Valerie

Download <Valerie> for free!

DOWNLOAD
Read with BonusRead with Bonus

Hoofdstuk 1

Ik snuif de lucht op, proef de verschillende geuren die in de omgeving hangen, en merk dat ik me binnen het territorium van een roedel bevind. Een krachtige roedel ook.

Ik had beter moeten opletten toen ik hier blindelings binnenstormde, mezelf de schuld gevend dat ik werd gepakt door rovers van alle nare wezens. Ik vermoed dat zij nog beter zijn dan die bloedzuigende bloedzuigers. Verdomde vampieren worden een plaag in deze omgeving.

Ik heb dringend slaap nodig. Hoeveel dagen zijn er al verstreken?

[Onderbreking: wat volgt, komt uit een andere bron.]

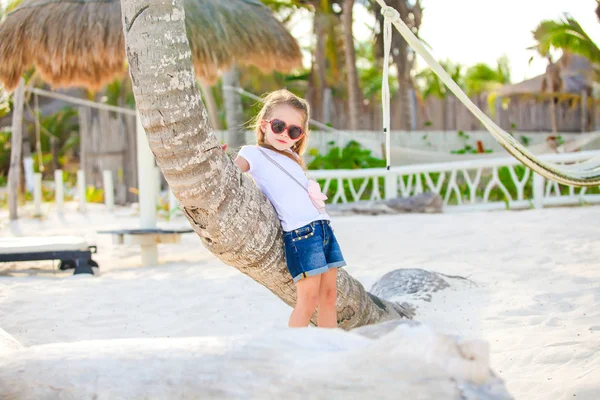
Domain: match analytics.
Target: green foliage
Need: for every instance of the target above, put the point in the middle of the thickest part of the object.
(430, 84)
(353, 156)
(565, 34)
(482, 78)
(94, 195)
(61, 127)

Het is gevaarlijk om in de open lucht te slapen op roedelterritorium. Ik zou het risico lopen om gepakt te worden door grenswachters.

Voelt de Alpha mijn onbekende aanwezigheid? Ik heb mijn geur gemaskeerd, een vaardigheid die alleen ik heb - voor zover ik weet.

Ik zou moeten vertrekken, maar die rovers wachten op me. Ook ben ik vrij zeker dat als ik ga, mensenhandelaars de kans zullen grijpen om me te ontvoeren. Ik ben wel in voor een gevecht, maar achter tralies en tegen mijn wil met duizenden andere bloeddorstige wezens? Ik speel liever op veilig en blijf hier de nacht.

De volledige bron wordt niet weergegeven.